Social problems becoming ‘increasingly urgent’
The charities found the problems hampering good care are becoming “increasingly urgent”, with rising poverty, unemployment and changes to the benefits system affecting families, while local authorities struggle to deal with public sector cuts and soaring care numbers.
Robert Tapsfield, chair of the Care Inquiry steering group, said the Inquiry left the charities in “no doubt that the care system continues to fail too many children, and that tackling this problem is increasingly urgent and requires a fresh approach”.
“The message for government today is that we need to rethink care, and how children are being treated within the system. Our report contains a huge range of policy and practice issues, but at its heart is the need for cultural change,” Tapsfield said.
Andrew Webb, president of the Association of Directors of Children’s Services, said the Inquiry was “timely and important”, agreeing all care options should be explored for children, not just adoption.

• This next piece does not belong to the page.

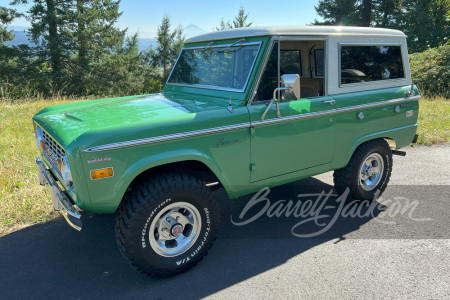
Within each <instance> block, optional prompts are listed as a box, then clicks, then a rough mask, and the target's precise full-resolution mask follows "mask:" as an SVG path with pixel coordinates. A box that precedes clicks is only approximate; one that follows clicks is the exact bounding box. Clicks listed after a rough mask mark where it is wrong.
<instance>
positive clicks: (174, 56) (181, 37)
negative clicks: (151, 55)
mask: <svg viewBox="0 0 450 300" xmlns="http://www.w3.org/2000/svg"><path fill="white" fill-rule="evenodd" d="M170 27H171V21H170V17H169V16H168V15H164V16H163V18H162V21H161V24H160V25H159V26H158V36H157V46H156V51H155V52H154V55H153V64H154V65H155V66H157V67H160V68H161V69H162V82H166V80H167V78H168V77H169V74H170V71H171V70H172V67H173V64H174V63H175V60H176V59H177V57H178V54H179V52H180V50H181V48H182V45H183V41H184V36H183V29H182V28H181V27H177V28H176V29H175V30H173V31H172V30H171V29H170Z"/></svg>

“We know that for the majority of children care is a positive experience, but that the system does not work for a small minority of children. The Care Inquiry has highlighted specific ways to improve the system and ADCS members will continue to work with the government and other partners to ensure that outcomes for children are improved, ” Webb added.
Among the Inquiry’s recommendations for children’s services: make sure sibling groups are always placed together, unless there is clear evidence against this; better identification of children who can return home; find ways of increasing the use of kinship care.